Transmission in Motion

Seminar Blogs

“Sense-ing the Digital Archive” – Dennis Jansen

The archive in digital space, whether born-digital or digitized from an existing collection, presents us with a variety of challenges related to its ontology. The first instinct may be to say that the digital is a deceptively ‘flattening’ medium—while it ostensibly contains all other media, it reduces their materiality to pieces of software displayed on a screen, and so the archive becomes a “mathematically defined space” (Ernst 2013, 134). Problems with this analysis arise quickly: for one, the digital archive is far from flat and disembodied, and its materiality extends beyond the numerical. Just as the classical, non-digital archive can address many if not all of our senses, the digital archive retains its ability to affect through sights, sounds, and touch (cf. Jansen, forthcoming). The physical composition of the archived materials certainly changes, but they are not suddenly transported to an ephemeral plane beyond our literal and figurative grasp.

The Sensory Moving Image Archive (SEMIA) project, presented by Eef Masson during her lecture for Transmission in Motion on 2 May 2019, demonstrates not only this retainment of physical materiality but also the implications and possibilities of the transmutation of other media into the digital. With texts, this potential has already been realized: the digitization of books allows us to search through them directly with text-based input devices, or to embed comments and hyperlinks into the pre-existing text. However, the full implications of digitized imagery or music have yet to be discovered and realized; there is a keen understanding already that these media are now just as ‘browsable’ as text, but what continues to elude is how this browsing would function. Text-based searches rely on textual metadata or on visible text present within the archived work, but neither of those apply to the majority of imagery—assigning comprehensive metadata descriptors to every shot in a single film would be a fool’s errand, for instance.

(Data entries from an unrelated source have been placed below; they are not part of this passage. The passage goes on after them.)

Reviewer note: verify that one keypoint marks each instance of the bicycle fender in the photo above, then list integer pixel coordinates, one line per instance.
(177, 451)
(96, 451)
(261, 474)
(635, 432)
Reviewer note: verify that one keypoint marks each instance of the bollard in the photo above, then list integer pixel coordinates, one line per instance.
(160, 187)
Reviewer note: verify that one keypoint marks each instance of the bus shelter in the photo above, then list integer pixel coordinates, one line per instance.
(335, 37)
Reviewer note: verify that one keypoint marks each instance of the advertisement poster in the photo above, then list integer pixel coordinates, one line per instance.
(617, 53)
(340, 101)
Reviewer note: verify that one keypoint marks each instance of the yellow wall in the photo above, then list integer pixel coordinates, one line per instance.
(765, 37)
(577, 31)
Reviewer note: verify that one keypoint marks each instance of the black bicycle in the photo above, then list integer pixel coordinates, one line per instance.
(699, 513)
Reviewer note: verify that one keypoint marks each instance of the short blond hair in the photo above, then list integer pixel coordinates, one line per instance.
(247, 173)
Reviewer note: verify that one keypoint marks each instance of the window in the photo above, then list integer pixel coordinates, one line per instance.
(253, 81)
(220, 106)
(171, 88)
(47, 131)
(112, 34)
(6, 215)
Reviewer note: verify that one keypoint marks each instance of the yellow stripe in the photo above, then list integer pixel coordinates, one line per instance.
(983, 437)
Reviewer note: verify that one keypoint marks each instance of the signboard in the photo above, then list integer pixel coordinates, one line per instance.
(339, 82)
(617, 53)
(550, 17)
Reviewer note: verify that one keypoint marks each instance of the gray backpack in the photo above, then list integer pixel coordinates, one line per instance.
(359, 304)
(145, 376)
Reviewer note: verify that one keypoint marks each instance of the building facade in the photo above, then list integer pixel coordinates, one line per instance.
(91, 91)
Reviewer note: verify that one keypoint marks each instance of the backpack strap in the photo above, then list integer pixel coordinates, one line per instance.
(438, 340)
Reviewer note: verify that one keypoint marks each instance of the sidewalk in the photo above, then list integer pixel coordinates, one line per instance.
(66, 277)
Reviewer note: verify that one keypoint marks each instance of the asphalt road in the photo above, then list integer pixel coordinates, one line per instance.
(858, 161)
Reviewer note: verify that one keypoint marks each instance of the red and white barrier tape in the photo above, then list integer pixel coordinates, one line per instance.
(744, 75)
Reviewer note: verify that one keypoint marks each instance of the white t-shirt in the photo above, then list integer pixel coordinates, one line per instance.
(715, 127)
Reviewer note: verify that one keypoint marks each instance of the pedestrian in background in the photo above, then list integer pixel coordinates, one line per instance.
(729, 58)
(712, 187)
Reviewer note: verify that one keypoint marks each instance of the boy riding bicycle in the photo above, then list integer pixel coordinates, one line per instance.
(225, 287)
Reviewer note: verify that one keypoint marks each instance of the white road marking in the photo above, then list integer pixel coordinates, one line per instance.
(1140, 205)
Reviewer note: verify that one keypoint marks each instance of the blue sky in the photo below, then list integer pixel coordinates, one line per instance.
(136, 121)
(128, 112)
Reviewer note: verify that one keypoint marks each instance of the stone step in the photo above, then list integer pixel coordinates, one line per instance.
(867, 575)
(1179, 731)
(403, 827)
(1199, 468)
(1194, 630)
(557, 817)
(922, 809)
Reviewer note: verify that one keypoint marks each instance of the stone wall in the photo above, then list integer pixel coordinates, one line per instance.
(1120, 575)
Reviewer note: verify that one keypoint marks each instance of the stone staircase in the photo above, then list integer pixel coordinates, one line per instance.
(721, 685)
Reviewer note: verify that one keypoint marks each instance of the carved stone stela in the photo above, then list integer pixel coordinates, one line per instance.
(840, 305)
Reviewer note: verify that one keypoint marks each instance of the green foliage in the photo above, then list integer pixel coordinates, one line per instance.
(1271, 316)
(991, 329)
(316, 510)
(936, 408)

How do we make sense of an image- or sound-based digital archival corpus, if we cannot use text to browse through it or search for specific entries (cf. Flanders 2014)? The interface mock-up demo created for the SEMIA project suggests search prompts based on color patterns, similar shapes present in-shot, or recorded movements. The hope is that this will incite more exploratory browsing than directed searching, allowing for new and unexpected connections to be made between different entries in the collection. While one might wonder how different this is to the aimless wandering and flipping through books that many of us surely have lived through in our local university library, there is a justifiable sense of excitement around this archival research method becoming more mainstream.


References

  • Ernst, Wolfgang. 2013. “Discontinuities: Does the Archive Become Metaphorical in Multimedia Space?” In Digital Memory and the Archive, edited by Jussi Parikka, 113–46. Minneapolis, MN: University of Minnesota Press.
  • Flanders, Julia. 2014. “Rethinking Collections.” In Advancing Digital Humanities: Research, Methods, Theories, edited by Paul Arthur Longley and Katherine Bode, 163–74. Houndmills: Palgrave Macmillan.
  • Jansen, Dennis. Forthcoming. “Thoughts on an Ethical Approach to Archives in Fan Studies.” Transformative Works and Cultures, no. 32.